Targeting NPM1 Epigenetically Promotes Post-infarction Cardiac Repair by Reprogramming Reparative Macrophage Metabolism [CUT&Tag]

Background: Post-infarction heart failure is attributed to ischemia-induced myocardial inflammation and unfavorable remodeling, with reparative macrophages playing a crucial role in limiting excessive fibrosis and promoting cardiac repair via cytokine secretion and cross-cell interactions. Hence, a timely and adequate transition of macrophage phenotypes is essential for proper wound healing post-MI, but the precise mechanisms underlying this process remain incompletely elucidated. Methods: To elucidate the function of NPM1 in post-infarct cardiac repair, we generated macrophage-specific NPM1 knockout mouse models.
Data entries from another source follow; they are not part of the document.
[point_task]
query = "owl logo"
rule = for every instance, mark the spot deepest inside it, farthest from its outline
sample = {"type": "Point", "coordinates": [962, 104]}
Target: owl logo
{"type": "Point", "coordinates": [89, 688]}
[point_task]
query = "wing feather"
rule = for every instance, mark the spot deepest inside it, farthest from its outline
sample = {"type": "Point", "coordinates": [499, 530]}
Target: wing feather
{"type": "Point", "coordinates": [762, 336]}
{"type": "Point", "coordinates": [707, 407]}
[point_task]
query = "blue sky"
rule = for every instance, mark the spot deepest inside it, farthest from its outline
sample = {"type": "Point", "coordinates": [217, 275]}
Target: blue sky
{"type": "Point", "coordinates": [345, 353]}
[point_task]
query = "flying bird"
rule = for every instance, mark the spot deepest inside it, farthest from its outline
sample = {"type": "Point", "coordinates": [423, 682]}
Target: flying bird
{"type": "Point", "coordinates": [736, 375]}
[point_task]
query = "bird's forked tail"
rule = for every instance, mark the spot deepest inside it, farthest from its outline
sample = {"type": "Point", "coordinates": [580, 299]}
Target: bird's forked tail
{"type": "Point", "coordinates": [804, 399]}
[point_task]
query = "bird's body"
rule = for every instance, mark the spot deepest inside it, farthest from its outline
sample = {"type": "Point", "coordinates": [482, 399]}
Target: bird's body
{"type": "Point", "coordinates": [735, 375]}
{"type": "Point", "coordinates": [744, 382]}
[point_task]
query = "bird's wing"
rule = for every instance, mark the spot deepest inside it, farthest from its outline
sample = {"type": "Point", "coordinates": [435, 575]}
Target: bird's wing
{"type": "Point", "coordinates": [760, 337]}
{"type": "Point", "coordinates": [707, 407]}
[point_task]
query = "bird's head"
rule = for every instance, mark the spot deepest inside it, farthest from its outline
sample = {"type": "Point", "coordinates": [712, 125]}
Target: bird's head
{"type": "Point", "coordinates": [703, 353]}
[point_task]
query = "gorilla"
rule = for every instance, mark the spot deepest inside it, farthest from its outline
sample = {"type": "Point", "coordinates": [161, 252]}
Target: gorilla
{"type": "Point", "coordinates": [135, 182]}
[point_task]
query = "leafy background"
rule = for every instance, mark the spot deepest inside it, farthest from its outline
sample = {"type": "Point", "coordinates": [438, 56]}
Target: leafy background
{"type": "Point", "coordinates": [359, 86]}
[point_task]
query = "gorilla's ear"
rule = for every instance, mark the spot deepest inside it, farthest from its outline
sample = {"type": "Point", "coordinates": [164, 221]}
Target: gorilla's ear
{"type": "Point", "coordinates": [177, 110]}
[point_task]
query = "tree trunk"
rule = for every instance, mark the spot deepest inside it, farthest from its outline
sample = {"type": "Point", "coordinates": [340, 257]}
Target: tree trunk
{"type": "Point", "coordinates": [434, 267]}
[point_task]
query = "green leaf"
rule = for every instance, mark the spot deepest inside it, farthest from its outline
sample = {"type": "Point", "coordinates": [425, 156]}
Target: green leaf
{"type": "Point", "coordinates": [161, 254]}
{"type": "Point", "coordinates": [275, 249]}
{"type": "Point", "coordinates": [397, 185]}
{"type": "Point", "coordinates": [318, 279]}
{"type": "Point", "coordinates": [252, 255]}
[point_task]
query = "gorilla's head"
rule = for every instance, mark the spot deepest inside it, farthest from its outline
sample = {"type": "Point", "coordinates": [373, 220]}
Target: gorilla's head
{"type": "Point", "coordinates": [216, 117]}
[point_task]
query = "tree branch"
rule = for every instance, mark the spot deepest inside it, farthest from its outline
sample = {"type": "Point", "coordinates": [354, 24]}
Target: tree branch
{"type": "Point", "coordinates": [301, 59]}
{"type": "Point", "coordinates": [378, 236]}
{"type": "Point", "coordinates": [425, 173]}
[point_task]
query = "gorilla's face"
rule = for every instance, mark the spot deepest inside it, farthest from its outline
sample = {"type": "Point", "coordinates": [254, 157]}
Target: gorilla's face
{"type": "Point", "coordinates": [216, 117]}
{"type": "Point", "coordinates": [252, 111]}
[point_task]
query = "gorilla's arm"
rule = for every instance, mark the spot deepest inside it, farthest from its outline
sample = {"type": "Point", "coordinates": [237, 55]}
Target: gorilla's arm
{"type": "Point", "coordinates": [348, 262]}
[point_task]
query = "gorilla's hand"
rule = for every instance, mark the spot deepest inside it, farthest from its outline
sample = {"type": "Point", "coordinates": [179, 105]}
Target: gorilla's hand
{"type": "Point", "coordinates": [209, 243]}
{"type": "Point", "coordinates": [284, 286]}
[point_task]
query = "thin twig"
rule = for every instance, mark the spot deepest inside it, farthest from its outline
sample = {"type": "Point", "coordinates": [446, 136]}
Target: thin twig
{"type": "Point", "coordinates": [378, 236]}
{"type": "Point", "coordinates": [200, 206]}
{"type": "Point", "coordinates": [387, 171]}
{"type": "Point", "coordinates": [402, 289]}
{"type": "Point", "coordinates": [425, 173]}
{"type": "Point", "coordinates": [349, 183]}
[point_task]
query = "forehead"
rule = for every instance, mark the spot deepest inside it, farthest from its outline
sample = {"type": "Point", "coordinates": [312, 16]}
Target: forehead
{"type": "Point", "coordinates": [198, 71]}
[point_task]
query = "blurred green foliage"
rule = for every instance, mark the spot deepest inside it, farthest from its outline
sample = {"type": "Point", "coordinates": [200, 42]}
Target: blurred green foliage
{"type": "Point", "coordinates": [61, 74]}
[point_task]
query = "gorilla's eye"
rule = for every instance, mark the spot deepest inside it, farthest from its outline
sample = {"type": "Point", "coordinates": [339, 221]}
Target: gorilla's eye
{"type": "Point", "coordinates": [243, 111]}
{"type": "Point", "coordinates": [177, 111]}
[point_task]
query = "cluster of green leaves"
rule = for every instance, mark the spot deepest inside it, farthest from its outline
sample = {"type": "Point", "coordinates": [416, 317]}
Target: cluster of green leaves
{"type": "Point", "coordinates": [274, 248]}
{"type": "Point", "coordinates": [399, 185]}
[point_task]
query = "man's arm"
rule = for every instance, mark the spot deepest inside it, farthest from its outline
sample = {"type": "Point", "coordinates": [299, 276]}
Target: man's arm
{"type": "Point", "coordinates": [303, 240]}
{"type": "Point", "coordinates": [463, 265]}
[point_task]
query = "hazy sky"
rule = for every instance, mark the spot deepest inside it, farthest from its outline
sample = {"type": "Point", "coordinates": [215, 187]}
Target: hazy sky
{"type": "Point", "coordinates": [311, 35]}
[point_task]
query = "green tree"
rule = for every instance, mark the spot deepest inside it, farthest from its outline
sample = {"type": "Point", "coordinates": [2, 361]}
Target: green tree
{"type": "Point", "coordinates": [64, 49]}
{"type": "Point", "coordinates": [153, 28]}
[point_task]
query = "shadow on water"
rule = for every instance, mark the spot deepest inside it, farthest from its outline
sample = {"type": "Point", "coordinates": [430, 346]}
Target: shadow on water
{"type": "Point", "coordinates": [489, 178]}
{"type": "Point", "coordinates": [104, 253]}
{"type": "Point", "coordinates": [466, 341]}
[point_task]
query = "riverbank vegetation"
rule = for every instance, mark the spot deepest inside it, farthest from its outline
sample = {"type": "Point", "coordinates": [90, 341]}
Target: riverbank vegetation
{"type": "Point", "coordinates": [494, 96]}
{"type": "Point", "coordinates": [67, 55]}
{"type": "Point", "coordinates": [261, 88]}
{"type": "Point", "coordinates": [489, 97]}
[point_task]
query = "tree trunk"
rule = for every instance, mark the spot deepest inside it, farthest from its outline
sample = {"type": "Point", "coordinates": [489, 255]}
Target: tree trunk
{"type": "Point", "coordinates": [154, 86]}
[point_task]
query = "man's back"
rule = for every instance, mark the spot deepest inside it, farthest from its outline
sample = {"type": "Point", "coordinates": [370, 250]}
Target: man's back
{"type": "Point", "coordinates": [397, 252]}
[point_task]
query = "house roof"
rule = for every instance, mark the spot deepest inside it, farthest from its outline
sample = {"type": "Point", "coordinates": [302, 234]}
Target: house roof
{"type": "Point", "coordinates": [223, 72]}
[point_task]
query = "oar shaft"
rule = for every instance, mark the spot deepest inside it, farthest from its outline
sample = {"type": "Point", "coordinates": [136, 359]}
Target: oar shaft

Additionally, Cut&Tag assays were conducted on cardiac macrophages for the first time to explore the epigenetic mechanisms underlying NPM1-mediated regulation of macrophage metabolic reprogramming. Results: Macrophage-specific deletion of NPM1 in MI mouse models resulted in reduced tissue fibrosis and enhanced cardiac repair by promoting the phenotypic transition of macrophages towards a reparative state. NPM1 deletion also led to a shift in macrophage metabolism from glycolysis to mitochondrial OXPHOS via inactivation of the mTOR cascades. Mechanistically, we demonstrated that IL-4 induced NPM1 oligomerization, which recruited histone demethylase KDM5b to the promoter region of Tsc1, ultimately leading to macrophage metabolic rewiring. Antisense oligonucleotides and inhibitory compounds targeting NPM1 exhibited notable protective effects on cardiac repair post-MI. Conclusions: Our study demonstrates that NPM1 may serve as a promising prognostic biomarker and a valuable therapeutic target for ischemia-induced heart failure, shedding new light on the understanding of post-infarct cardiac repair and may pave the way for the development of innovative therapeutic strategies. Overall design: WT and Npm1-cKO mice suffered from MI for 3 days, and WT mice that underwent a sham operation were sacrificed by CO2 anesthesia. The hearts were rapidly extracted and used to isolate cardiac macrophages. The bone marrow-derived cells were isolated from WT and Npm1-cKO mice and stimulated with 50 ng/ml M-CSF for 7 days to develop into macrophages.